THE WOMEN'S LIBRARY Old Castle Street E1

10.30am – 1pm

WRIITING FOR STAGE AND SCREEN with Heather Taylor

Do you go to the theatre or cinema and think ‘I could have written something better'? In this beginners' workshop learn the fundamentals of writing for the stage and screen and find out what the differences between them really are. We will explore writing, strong character-driven scripts and how the actor, director and designer will interpret your words to strengthen your work. Come and discover the script waiting in you and find out how to make it come alive on stage or screen.

Heather Taylor hails form Canada where she worked on over 30 film and theatre productions. In London she has performed at a variety of venues and has just launched her first poetry collection She Never Talks to Strangers published by Tall Lighthouse Books.

£5/£3 concs.

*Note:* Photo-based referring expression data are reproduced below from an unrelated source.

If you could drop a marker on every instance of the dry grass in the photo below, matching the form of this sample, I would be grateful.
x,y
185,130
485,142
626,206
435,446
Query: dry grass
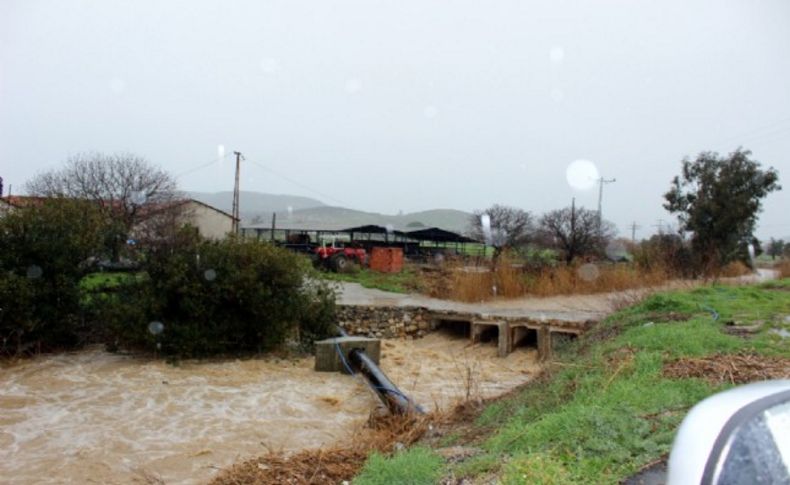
x,y
481,283
733,270
735,369
328,465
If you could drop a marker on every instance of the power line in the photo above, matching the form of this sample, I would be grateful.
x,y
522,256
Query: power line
x,y
601,182
201,166
634,226
298,184
239,158
758,132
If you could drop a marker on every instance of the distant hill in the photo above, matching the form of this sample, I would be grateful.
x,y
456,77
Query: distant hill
x,y
256,203
307,213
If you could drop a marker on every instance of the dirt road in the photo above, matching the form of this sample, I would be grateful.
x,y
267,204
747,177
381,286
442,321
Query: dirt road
x,y
569,308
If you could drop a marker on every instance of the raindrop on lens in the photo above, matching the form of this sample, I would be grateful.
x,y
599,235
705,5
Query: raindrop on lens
x,y
156,327
270,65
485,225
588,272
616,250
556,54
34,271
353,86
117,86
210,275
430,111
582,174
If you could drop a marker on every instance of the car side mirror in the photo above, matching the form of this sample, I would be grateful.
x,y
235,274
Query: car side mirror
x,y
739,436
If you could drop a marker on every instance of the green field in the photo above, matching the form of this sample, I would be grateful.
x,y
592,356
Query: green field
x,y
605,408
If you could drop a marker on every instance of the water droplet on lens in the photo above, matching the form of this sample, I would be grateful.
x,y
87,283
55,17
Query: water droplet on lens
x,y
588,272
430,111
270,65
582,174
156,327
353,86
616,250
117,86
34,271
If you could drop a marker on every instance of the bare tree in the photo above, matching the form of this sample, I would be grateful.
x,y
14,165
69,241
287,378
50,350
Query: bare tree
x,y
575,232
776,248
507,227
127,187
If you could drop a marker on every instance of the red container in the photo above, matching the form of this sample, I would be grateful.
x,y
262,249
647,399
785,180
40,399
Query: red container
x,y
386,260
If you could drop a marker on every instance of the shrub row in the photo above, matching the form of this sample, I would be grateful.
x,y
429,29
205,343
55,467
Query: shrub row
x,y
210,297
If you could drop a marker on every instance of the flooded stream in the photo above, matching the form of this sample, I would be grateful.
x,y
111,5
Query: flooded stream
x,y
95,417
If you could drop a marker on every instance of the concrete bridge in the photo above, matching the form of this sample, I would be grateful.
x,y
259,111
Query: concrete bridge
x,y
510,332
529,321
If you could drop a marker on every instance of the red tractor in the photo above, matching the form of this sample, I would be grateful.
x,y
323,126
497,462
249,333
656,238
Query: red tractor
x,y
338,257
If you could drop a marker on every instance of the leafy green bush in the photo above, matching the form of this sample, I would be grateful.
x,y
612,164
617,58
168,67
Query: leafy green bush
x,y
219,297
45,250
415,466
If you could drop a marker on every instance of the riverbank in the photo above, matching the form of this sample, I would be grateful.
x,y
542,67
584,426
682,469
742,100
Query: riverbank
x,y
610,403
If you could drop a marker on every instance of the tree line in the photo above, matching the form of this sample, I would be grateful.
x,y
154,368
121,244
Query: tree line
x,y
716,199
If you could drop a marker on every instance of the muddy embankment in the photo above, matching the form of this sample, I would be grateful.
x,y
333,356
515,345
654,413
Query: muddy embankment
x,y
95,417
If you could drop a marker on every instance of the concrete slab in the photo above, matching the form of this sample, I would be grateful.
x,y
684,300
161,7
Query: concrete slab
x,y
503,329
328,352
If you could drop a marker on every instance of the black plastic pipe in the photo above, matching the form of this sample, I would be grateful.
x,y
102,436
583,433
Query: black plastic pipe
x,y
395,400
390,395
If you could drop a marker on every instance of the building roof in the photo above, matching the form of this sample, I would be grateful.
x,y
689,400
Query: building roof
x,y
439,235
373,229
27,201
194,201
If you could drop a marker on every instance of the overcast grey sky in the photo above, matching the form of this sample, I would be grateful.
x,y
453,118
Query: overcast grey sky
x,y
403,105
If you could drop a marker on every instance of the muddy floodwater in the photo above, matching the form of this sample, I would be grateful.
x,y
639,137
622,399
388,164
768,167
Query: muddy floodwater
x,y
95,417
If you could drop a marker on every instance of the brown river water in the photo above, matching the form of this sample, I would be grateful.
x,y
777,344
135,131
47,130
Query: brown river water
x,y
96,417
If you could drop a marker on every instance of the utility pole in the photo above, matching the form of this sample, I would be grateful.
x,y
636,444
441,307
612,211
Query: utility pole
x,y
660,226
634,226
601,182
236,195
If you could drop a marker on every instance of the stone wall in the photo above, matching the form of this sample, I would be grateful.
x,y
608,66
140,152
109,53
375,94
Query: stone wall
x,y
384,321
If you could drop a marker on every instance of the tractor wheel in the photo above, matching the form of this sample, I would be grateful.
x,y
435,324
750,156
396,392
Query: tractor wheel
x,y
340,263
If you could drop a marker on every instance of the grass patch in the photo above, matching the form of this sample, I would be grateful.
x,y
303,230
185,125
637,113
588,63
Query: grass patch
x,y
100,281
415,466
406,281
606,407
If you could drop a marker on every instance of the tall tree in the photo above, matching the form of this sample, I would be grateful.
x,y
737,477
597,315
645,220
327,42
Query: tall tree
x,y
776,248
574,231
128,188
718,199
506,227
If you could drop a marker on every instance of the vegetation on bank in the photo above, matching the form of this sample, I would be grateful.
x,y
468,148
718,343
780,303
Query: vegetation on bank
x,y
189,297
611,402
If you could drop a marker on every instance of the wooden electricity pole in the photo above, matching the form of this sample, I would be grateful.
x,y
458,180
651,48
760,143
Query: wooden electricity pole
x,y
634,227
601,183
236,195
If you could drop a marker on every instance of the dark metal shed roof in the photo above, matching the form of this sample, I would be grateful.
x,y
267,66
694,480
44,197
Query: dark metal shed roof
x,y
439,235
373,229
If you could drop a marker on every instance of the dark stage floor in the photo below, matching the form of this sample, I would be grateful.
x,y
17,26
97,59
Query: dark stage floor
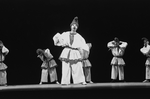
x,y
76,86
96,90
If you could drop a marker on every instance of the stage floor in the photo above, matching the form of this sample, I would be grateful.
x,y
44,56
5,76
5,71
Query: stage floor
x,y
77,86
126,90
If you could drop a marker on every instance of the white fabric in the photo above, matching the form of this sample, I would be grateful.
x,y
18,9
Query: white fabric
x,y
5,50
147,74
44,75
64,40
117,70
117,51
145,50
75,70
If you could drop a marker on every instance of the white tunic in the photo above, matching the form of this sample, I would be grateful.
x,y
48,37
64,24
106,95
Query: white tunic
x,y
146,51
75,50
117,52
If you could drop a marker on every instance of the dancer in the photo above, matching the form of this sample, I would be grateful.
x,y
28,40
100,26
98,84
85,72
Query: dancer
x,y
48,66
71,55
117,47
146,51
3,74
87,65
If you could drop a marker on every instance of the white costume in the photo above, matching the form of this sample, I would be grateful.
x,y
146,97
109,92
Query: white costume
x,y
117,61
71,56
146,51
3,67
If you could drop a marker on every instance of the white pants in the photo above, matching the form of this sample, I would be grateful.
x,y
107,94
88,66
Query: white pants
x,y
75,69
52,73
147,74
117,70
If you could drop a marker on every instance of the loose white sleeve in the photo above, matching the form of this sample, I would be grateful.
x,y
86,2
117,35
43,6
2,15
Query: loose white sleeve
x,y
83,44
145,50
5,50
58,39
110,44
123,45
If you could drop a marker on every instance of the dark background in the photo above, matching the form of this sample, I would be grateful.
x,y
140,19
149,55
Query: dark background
x,y
26,25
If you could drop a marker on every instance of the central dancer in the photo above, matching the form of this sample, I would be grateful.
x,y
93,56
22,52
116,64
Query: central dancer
x,y
72,54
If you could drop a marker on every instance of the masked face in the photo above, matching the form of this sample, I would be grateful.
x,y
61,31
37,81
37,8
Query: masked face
x,y
74,27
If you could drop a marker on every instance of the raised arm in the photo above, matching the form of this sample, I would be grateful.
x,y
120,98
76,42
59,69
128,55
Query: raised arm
x,y
145,50
110,44
5,50
123,44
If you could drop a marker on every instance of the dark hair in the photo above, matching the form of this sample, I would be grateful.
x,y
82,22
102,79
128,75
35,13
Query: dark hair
x,y
116,39
145,39
39,51
1,42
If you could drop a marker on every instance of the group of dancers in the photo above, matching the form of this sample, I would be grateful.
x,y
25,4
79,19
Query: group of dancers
x,y
74,58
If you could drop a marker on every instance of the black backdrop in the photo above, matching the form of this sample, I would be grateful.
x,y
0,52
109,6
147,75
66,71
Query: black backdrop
x,y
26,25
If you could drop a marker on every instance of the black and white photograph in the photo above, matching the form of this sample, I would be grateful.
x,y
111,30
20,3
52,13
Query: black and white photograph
x,y
74,49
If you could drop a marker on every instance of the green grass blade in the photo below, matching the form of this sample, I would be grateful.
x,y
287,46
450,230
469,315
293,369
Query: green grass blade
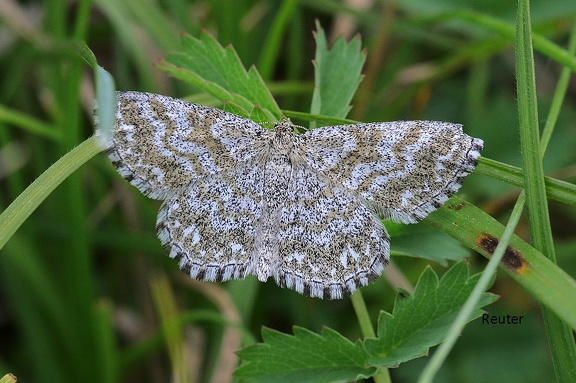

Please book in advance 020 7247 2584

2pm – 4.30pm

WRITING EROTICA with LEONE ROSS

Writing an erotic story is like a striptease. Slowly reveal the narrative. Linger. Flesh out detail. Draw on the senses. Let the essence of the story flow into a strong dramatic arc and drive the plot to a climactic finish. Explore techniques for writing erotic fiction. Engage in writing exercises that develop sensory and emotional awareness. This workshop will cover adult themes.

Leone Ross is an award-winning writer of Jamaican/British heritage. She has published two novels and her short stories have been anthologised in the USA, UK and Canada. She teaches fiction writing.

£5/£3 concs. Please book in advance 020 7247 2584

FRIDAY 12 MARCH

THE BRADY ARTS CENTRE 192 – 196 Hanbury Street E1

10.30am-1pm

GETTING PUBLISHED with Kadija Sesay

Good writing is only half the battle. Getting your work published involves more than buying a lot of jiffy bags and crossing our fingers. This workshop will cover some of the things you can do to improve your chances in the publishing lottery. Why are some writers more successful than others? Which topics are hot – and which are past their sell-by date? How to make your CV and experience work for you and how to write the right letters.

Kadija Sesay is the founder/publisher of Sable Lit Mag and General Secretary of the African Writers Abroad (PEN) Centre. She is a creative writing tutor and published short story writer and has edited a number of anthologies and books.